However, we're still not quite done. What about the significance of the results? Unfortunately, extreme bin values in the JPSTH matrix may simply be due to chance, and statistical tests for the significance of these values are in order. One such test is quite similar to that which was explained in the section on crosscorrelation in this tutorial: it assumes a Poisson distribution for the bin counts of the raw matrix, with the shift predictor count as mean and (since we're assuming a Poisson distribution) the square root of the shift predictor as the standard deviation. Note that this test is applied to each matrix bin, using the corresponding bin of the shift predictor to estimate the distribution parameter (fortunately, the Poisson distribution has only one parameter). The probability of observing a bin count equal to or greater than the raw value can be computed. If this probability is low -- say, p < 0.01 -- then that bin's count can be considered highly unlikely to have been produced by 2 independent spike trains.

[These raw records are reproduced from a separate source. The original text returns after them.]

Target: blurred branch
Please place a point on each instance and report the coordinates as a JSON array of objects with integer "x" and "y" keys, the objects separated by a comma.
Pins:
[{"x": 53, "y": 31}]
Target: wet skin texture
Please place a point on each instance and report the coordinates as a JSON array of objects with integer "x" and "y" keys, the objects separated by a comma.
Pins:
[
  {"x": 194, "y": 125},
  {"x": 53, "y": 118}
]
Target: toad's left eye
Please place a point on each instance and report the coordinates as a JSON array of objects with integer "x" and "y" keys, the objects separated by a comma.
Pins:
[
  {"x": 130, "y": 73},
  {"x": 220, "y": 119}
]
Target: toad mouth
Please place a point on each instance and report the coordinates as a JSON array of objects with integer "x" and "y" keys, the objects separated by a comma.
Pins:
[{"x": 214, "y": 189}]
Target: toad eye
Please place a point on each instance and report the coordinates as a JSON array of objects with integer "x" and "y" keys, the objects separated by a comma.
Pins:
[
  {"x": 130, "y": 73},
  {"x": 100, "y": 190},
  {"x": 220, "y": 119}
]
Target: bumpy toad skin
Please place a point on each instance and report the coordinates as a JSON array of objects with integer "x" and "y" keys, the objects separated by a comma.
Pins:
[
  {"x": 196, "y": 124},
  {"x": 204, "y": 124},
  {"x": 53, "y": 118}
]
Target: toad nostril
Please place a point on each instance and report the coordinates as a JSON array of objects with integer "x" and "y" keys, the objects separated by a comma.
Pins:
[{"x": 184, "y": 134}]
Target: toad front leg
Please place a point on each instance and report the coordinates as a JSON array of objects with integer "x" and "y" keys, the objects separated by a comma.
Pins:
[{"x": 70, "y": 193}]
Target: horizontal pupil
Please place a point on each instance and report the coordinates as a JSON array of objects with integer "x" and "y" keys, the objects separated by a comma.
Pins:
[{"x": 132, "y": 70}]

Another test has been developed for assessing significance of the JPSTH bin values. We're not going to explain this procedure in detail, so we'll be concise in our description of it. Basically, the test uses the data to compute an expected distribution of bin counts in the JPSTH, under the assumption that the spike trains are independent. Calculation of the distributions employs a counting process, with coincidences assumed to be binary (either 1 or 0, meaning that we don't expect to observe more than one spike-to-spike coincidence in any matrix bin for any given stimulus trial); the process derives something similar to the hypergeometric distribution (which is often used for computing the probability distribution of a sampling procedure without replacement). The logarithm of the derived probability is called "surprise" and this is the number that's reported in the surprise JPSTH matrix, as shown in Figure 14. This test clearly indicates the statistical significance of the correlation; the white areas of the matrix show which bins have counts that were highly unlikely to be due to chance. (Note: Whether the term "surprise" is descriptive and appropriate is regrettably debatable.)
Figure 14
We now have a tool -- our choice of 2, in fact -- to determine the statistical significance of the JPSTH matrix bin counts. (For stationary data, the 2 tests would probably show strong agreement; it is not known, however, whether they would give identical results for nonstationary data.) Unfortunately we have to keep in mind that both tests are performed "binwise", i.e., on each bin. One cannot conclude, on the basis of a small number of statistical significant bin counts, that the two spike trains being analyzed are dependent. This is quite similar to the problem generated by the statistical tests for the crosscorrelogram, except the danger is exacerbated here since the JPSTH has, generally, many more bins -- and therefore many more false positives, depending on what value of "p", or statistical significance level, was selected. As in the crosscorrelogram, one decides the dependence or independence of the spike trains by looking for structure in the statistical test results; if there is a relatively large number of bins, forming a contiguous region, in which the tests reveal significance, then one can safely reject the hypothesis that the spike trains are independent.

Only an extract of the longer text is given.